Former college for Indigenous Australian students

Australian Indigenous College (AIC) was an Australian college for Aboriginal and Torres Strait Islander students that existed over two campuses in Queensland between August 2014 and February 2016.

==Founding==
The college was founded in Goodna, near Ipswich in August 2014, located at the St Ives shopping centre. There were over 100 expressions of interest lodged in the Diploma of Business, and there were already plans for a second campus to be opened elsewhere in February.

The Rockhampton campus opened in December 2015. It was intended that a tutor from the college would visit Woorabinda, Gladstone, Biloela and Yeppoon, and set up study groups.

==Description==
The college had campuses in Goodna, a suburb of Ipswich, and Rockhampton. (Note: NITV source says Brisbane, but assume this is the Goodna campus.)
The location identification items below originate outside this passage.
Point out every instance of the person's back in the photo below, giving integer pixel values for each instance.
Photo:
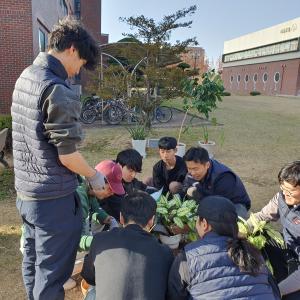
(213, 274)
(220, 265)
(129, 263)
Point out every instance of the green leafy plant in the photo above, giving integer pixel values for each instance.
(138, 132)
(202, 97)
(258, 233)
(254, 93)
(179, 213)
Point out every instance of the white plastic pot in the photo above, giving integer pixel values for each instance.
(140, 146)
(172, 241)
(210, 147)
(181, 149)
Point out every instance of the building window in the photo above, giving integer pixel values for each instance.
(278, 48)
(42, 41)
(64, 7)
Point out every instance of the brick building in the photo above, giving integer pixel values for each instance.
(267, 61)
(24, 28)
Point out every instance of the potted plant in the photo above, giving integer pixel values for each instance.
(202, 97)
(138, 135)
(178, 217)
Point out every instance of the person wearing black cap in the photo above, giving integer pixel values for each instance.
(220, 265)
(207, 177)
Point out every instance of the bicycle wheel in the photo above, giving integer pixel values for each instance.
(113, 115)
(163, 114)
(88, 116)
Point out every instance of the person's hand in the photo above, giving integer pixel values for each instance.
(107, 220)
(97, 182)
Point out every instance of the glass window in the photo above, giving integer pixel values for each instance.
(42, 41)
(265, 77)
(282, 47)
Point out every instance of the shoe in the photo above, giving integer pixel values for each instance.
(69, 284)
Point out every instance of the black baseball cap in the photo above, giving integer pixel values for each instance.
(217, 209)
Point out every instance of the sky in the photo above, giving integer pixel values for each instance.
(214, 22)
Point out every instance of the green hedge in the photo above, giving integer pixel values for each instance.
(5, 122)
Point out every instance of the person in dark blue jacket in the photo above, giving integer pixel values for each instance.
(220, 265)
(208, 177)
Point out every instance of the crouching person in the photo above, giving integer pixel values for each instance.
(129, 263)
(285, 206)
(220, 265)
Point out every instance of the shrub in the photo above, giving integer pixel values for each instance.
(225, 93)
(5, 122)
(254, 93)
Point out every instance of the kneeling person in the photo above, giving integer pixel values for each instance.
(220, 265)
(170, 171)
(208, 177)
(129, 263)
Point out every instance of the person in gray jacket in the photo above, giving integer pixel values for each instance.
(220, 265)
(285, 206)
(45, 129)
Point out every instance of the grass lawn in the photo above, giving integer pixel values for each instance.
(259, 135)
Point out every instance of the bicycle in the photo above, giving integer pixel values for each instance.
(162, 114)
(94, 108)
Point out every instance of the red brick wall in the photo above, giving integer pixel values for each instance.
(15, 46)
(91, 17)
(287, 85)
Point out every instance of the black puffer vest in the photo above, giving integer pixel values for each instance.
(38, 172)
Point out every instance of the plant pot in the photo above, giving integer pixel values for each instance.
(210, 147)
(172, 241)
(140, 146)
(180, 149)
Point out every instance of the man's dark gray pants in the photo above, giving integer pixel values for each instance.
(52, 230)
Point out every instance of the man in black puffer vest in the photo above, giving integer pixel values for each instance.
(45, 117)
(208, 177)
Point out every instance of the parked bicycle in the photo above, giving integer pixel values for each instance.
(93, 107)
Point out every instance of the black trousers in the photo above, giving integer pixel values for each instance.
(52, 230)
(284, 263)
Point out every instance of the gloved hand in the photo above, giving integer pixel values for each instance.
(97, 182)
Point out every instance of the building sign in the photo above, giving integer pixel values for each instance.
(291, 28)
(278, 48)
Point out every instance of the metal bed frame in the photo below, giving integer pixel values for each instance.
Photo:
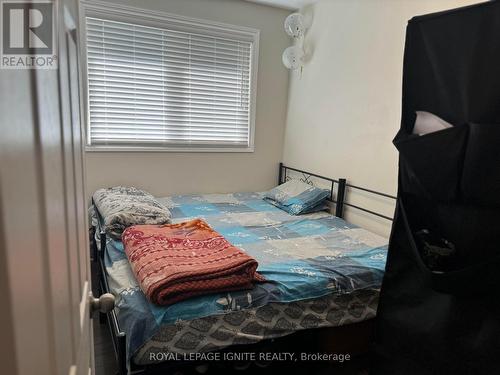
(338, 189)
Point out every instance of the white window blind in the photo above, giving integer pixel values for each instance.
(157, 87)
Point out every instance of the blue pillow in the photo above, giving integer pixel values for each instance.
(297, 197)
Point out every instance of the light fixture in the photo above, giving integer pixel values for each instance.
(293, 57)
(296, 25)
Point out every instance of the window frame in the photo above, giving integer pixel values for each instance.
(159, 19)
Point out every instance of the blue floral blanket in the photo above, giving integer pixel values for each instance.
(302, 257)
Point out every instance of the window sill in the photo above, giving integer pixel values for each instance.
(169, 149)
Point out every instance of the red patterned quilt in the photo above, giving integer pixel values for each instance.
(177, 261)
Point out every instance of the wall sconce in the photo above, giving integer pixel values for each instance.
(296, 25)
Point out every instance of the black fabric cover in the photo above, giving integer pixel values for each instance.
(449, 183)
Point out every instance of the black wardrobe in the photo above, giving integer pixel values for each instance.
(444, 317)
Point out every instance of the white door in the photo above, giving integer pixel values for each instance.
(44, 262)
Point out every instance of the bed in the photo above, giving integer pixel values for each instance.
(321, 272)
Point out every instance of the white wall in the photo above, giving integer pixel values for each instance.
(344, 110)
(164, 173)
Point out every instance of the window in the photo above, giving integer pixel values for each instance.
(187, 85)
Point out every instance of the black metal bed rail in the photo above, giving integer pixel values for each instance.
(384, 195)
(339, 186)
(117, 334)
(335, 185)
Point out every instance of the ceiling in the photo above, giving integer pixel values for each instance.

The college's teaching model incorporated an "eight-way learning method" which included story-telling, community links, non-verbal learning and learning maps. The college signed a charter with Indigenous Elders of the Jagera people, which recognised and supported the college and its values. Courses were offered at diploma level, but it did not gain accreditation as a registered training organisation (RTO).

==Financial troubles==
On 9 February 2016, the Australian Indigenous College, along with other colleges operated by Global Intellectual Holdings collapsed, resulting in students being left with significant debt and employees being locked out.